Wednesday, 18 June 2014

#nanodegree #badges #lifelong learning thoughts

The new Udacity and AT&T initiative rolling out nanodegrees for people who follow specific MOOC or online courses in general has a logical and nice ring to it. The idea is simple: for all learners following a course successfully (= as indicated by the institute/corporation designing the course and its interactions/assignments/tasks), a nanodegree can be earned that illustrate immediate job skills and knowledge. This earning does cost: 200 $ per month (courses on average 6 - 12 months), but it is much cheaper then a college degree. As such Udacity goes for the corporate MOOC creation which (in part) addresses training people for specific jobs through MOOC. Smart move of course from Udacity to corner the more entrepreneurial need job/training market. And although other MOOC providers, such as Coursera do have similar tracks (i.e. specializations), Udacity seems to be a fore runner for this type of MOOCs.

Less discrimination?
A definite bonus of this approach is that companies indicate niches in their workforce, resulting in courses that will indeed develop a capable learner into a potential professional for the job. The fact that the course offered is right on target of the job, also saves time (and costs) for all involved. And, the best learners come out of it based on their actual delivery, so selection based on color, race, ability might fade as a result (yes, utopia). And the fact that nanodegrees are also linked with scholarships to non-profit organizations is a bonus as well. It feels like really good news. In Europe you have entrepreneurial schools popping up, who listen to the industry to find out were there is a gap in the job market and offer courses to alleviate these gaps (iMinds academy is one).
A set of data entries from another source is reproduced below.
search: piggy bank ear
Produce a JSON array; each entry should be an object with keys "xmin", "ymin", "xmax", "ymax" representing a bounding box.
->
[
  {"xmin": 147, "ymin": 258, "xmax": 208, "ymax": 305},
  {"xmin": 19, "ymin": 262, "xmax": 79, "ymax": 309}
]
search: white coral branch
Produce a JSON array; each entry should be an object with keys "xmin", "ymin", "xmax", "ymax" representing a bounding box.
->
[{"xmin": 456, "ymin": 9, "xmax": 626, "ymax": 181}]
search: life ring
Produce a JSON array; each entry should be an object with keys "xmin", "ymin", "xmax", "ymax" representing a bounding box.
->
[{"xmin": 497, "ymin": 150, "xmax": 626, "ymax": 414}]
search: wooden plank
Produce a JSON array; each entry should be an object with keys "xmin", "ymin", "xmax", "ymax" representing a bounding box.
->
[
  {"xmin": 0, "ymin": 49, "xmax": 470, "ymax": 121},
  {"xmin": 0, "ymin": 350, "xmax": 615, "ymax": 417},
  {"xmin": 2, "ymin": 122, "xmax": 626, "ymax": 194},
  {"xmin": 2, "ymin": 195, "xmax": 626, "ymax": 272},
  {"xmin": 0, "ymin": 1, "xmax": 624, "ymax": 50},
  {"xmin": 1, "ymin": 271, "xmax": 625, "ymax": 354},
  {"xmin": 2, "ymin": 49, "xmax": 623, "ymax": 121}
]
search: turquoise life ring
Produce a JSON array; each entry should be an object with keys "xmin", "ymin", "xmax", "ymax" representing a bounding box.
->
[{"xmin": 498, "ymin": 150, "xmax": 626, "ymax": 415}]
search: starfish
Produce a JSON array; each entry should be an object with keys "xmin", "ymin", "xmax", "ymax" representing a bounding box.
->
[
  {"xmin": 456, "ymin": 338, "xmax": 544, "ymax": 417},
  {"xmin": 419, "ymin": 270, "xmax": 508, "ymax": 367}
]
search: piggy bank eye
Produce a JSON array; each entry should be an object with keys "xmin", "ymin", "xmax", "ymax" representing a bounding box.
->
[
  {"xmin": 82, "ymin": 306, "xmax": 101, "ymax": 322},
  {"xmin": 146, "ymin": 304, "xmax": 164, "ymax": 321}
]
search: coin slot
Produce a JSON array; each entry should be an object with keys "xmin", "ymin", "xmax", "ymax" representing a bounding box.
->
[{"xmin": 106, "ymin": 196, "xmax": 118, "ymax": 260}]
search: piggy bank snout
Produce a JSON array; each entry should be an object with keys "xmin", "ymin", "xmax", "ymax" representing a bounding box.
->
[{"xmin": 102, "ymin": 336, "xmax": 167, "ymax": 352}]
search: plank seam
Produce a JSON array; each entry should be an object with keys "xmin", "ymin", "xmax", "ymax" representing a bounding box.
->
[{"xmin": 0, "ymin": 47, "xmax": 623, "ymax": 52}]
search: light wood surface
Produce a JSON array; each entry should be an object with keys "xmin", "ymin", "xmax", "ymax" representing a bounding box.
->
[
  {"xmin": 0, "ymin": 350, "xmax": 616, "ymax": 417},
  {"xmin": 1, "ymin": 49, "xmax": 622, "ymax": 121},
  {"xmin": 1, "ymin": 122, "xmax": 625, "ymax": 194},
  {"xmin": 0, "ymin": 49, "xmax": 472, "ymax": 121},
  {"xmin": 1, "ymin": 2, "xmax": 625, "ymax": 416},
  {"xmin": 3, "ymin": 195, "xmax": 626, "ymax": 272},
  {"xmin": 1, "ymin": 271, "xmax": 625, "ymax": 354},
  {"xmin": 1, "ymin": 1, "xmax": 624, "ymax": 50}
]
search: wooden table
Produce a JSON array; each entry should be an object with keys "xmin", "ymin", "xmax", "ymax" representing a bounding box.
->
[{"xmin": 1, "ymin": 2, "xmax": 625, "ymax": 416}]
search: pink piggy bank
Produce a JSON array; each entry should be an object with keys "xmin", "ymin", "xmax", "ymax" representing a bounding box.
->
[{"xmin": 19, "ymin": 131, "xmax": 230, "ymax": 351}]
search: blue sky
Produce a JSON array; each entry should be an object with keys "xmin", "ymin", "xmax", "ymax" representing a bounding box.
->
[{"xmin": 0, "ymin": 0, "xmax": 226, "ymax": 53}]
Jobs that will not make it into the future?
So I was hopeful, good initiative to get people into jobs. But then my critical mind set in and suggested some possible downsides.
I can see how many people (increased employment) might enter a contest to get jobs: the best MOOC learners get the position. And those who would go for these jobs - when reading the articles on the nanodegree from NY Times, seem to be the less financially secure. This means there is another divide and conquer tactic being set loose on an already sensitive population. And it would seem to me, that if a job can be learned in a fixed amount of time, it will be one of those jobs that vanish in the near future due to automation, Harold Jarche wrote on the subject of automation on several occasions (but in spite of this critique my other positive brain tells me: yes, but in the meantime people will gain some money in the process, that is good, any income enhances self-esteem, increases economic stability, will lift others as well).

The idea fits in with what Mozilla started using open badges to allow informal certification to be offered when completing certain learning tasks or paths. But then again open badges can be provided for free, and tailored to any need or vision.

Industrial era training approach?
While thinking it over and over again, I cannot seem to shake the feeling that the concept of nanodegree is much more a training following the industrial era (but I can completely miss the ball here, as the courses are still being constructed and might well be creative in their pedagogical approach), but it is the teacher (industry) who offer a fixed set of content and tasks (cfr old books and assignments) to learn to pass one specific set of tasks. So although this is indeed a new approach, purely on the basis of the corporate/job specific angle, it does sound like old school pedagogy).

Concern added by Rebecca Hogue on shift employers need to pay their training
After reading this blogpost Rebecca added a relevant remark: "One issue I see with this model is that this specialized industry specific training used to be paid for by companies. It used to be that you would be hired for your general skills, and the company would pay you to be trained in the specific skills that they needed. What I see here is an opportunity for the companies to stop paying to have their employees trained in the specific skills they need, and push that cost of business to the employees themselves". 
And those employees would not even be sure that they would actually be employed, even after attempting (and paying) several nanodegrees out of their own pocket. Thanks Rebecca!

Creativity and replacing more expensive workers?
From an economic point of view, there is this automation risk. Though I admit, first nanodegrees seem to have an openness towards creativity as front-end/back-end web developer come into mind, but of course not sure what is really meant by that or how open/creative this is envisioned. But there is more, once these types of courses become more mainstream, they might result in a discrimination of those who cannot afford the courses, and thus getting into a more difficult predicament.

Older workforce?
The first nanodegrees seem to target entry-level jobs, but there might be strategies being worked out for higher level jobs as well (digital skills, networked professionals). What about older workers? Is there a risk of more experienced workers being replaced by on-the-job-focused-less-expensive workers? If so, how to deal with that?

Copying societal global North as model?
And, if the jobs are provided by profit, then they are part of a chosen, institutionalized societal pattern, which always risks increasing those digital divides that already exist in that society. Additionally, it is a model coming from the global North, which means it has a colonial ring to it, and potentially transforms those norms and ways of working over onto other areas on the globe. All of us need to work for those, in jobs that are existing (yet possibly be extinct through automation soon).

Do I like the concept of nanodegrees: of course! but it is always nice to ponder, reflect and try and figure out potential pitfalls as well.